Democrats who spent the 2012 election cycle on defense against voting restrictions are now urging near-universal voter registration.
Atlanta U.S. Rep. John Lewis and several colleagues are pushing a bill that would automatically register people to vote whose names are on existing records held by departments of motor vehicles, public assistance programs and other databases, unless people opt out of being registered. It also would require states to allow registration up to Election Day.
The bill faces significant Republican roadblocks to passage, including in Georgia, where Secretary of State Brian Kemp doesn’t like the idea. Kemp said it would have only exacerbated Fulton County’s difficulties in November’s election, which included long lines and an enormous pile of provisional ballots.
After a presidential election in which fights over ballot access were as charged as those over policy, the politics of voting remains divisive. Last week the National Association of Secretaries of State met in Washington, and the liberal Brennan Center for Justice and conservative Heritage Foundation staged rival seminars with secretaries of state delivering their views on voting proposals.
Wendy Weiser of the Brennan Center called the voter registration system “currently the biggest barrier to free and fair elections in the United States.”
Heritage’s Hans von Spakovsky, a former Fulton County Republican Party chairman and George W. Bush administration official who has aggressively pursued voter ID laws, asked: “Do we have a registration problem to begin with?”
The Republican secretaries of state at Heritage, including Kemp, said the Democrats’ proposal constituted federal overreach. They raised questions about people who want to remain anonymous, since outside groups often buy voter-registration data, and about the accuracy of databases like change-of-address forms with the Postal Service, which would be incorporated into the mandatory registration system.
In an interview Kemp said, “Georgia has been as progressive, if you will, as any state in the country” in pushing voter registration with online forms and in other ways. He said he will push voter registration on social media in the future.
But Kemp added, “I also think that this is a choice that Americans have, and that’s what makes America great. Some people don’t want to be registered to vote.”

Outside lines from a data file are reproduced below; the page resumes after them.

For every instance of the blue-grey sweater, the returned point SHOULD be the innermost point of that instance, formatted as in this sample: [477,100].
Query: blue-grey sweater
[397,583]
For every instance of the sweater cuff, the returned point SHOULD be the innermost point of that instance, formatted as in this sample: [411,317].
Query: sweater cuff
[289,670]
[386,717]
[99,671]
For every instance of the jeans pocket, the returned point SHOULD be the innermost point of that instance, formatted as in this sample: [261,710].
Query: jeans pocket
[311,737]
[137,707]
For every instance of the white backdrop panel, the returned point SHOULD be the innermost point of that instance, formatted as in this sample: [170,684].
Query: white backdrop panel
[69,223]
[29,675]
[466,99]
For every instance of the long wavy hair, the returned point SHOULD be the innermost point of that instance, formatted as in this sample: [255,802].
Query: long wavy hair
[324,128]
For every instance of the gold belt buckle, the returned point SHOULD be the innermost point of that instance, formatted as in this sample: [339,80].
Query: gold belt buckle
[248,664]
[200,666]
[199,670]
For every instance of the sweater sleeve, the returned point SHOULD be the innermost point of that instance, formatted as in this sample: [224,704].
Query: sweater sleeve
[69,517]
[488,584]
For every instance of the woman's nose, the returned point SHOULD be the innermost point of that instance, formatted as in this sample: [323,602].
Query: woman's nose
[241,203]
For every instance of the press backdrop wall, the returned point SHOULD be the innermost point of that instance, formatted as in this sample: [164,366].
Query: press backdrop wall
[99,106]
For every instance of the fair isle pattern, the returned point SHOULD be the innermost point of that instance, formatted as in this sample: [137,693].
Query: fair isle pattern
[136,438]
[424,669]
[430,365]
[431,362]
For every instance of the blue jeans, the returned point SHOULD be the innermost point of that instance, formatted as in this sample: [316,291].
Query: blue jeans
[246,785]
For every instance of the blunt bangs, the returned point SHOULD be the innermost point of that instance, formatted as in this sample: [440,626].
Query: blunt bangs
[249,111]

The George Mason University United States Election Project, which compiled data from the census bureau and other sources, found that Georgia had about 6.7 million voting-eligible citizens. According to the secretary of state’s office, Georgia has 5.4 million registered voters, 3.9 million of whom cast ballots in November.
Nationally, according to George Mason’s data, 130 million people voted out of 219 million eligible.
Along with Lewis, second-ranking House Democrat Steny Hoyer of Maryland and U.S. Sen. Kirsten Gillibrand of New York are leading the charge for the Voter Empowerment Act, which would do more than automatically register more voters. It would mandate that felons have their voting rights restored when they get out of prison — and that they be informed of their voting rights — and make it harder to challenge a person’s eligibility to vote. Penalties for voter intimidation would be increased to a maximum of five years in prison.
Lewis said voting reforms should attract bipartisan support, but added: “We will not back away from these issues if others do not have the foresight to stand behind them.”
Liberal election-reform groups were heartened by President Barack Obama saying in his second inaugural address, “Our journey is not complete until no citizen is forced to wait for hours to exercise the right to vote.”
Long lines to vote were a considerable problem in swing states such as Florida, where data compiled by the Orlando Sentinel newspaper suggested that 201,000 people did not vote because of the lines.
Election Day in Fulton County was beset with problems.
A consultant’s report this month said departed elections director Samuel Westmoreland was the principal cause of the dysfunction. The office was swamped with new registrations it was unable to process before the election deadline because of staffing problems, leading to inaccurate lists and forcing thousands to cast provisional ballots.
Kemp said this was a problem isolated within the county, which would have been made worse with the Democratic bill’s Election Day registration.
“Even with the 30-day deadline (before the election) they had some problems and couldn’t get everyone on the statewide list,” Kemp said.
Lewis said the bill would have aided Fulton’s predicament by developing better standards for local elections officials, while more training and early voting — also in the bill — would help alleviate long lines.
Kemp said he is working to improve Georgia’s voter rolls by joining with a compact of about 20 states to cross-check their rolls and investigate duplications.
Cleaning up voter rolls is one area in which both parties can find agreement, said Beverly Hudnut of the Campaign Legal Center. Hudnut, who has worked on bipartisan ways to improve election administration, said at the Brennan Center event that while Republicans are more focused on attacking voter fraud and Democrats want to encourage more people to vote, there is common ground.
“I don’t think Republicans and Democrats are as far apart on fixing some of these (problems) in a reasonable manner than the hard rhetoric on the extremes in both parties present it to be,” Hudnut said.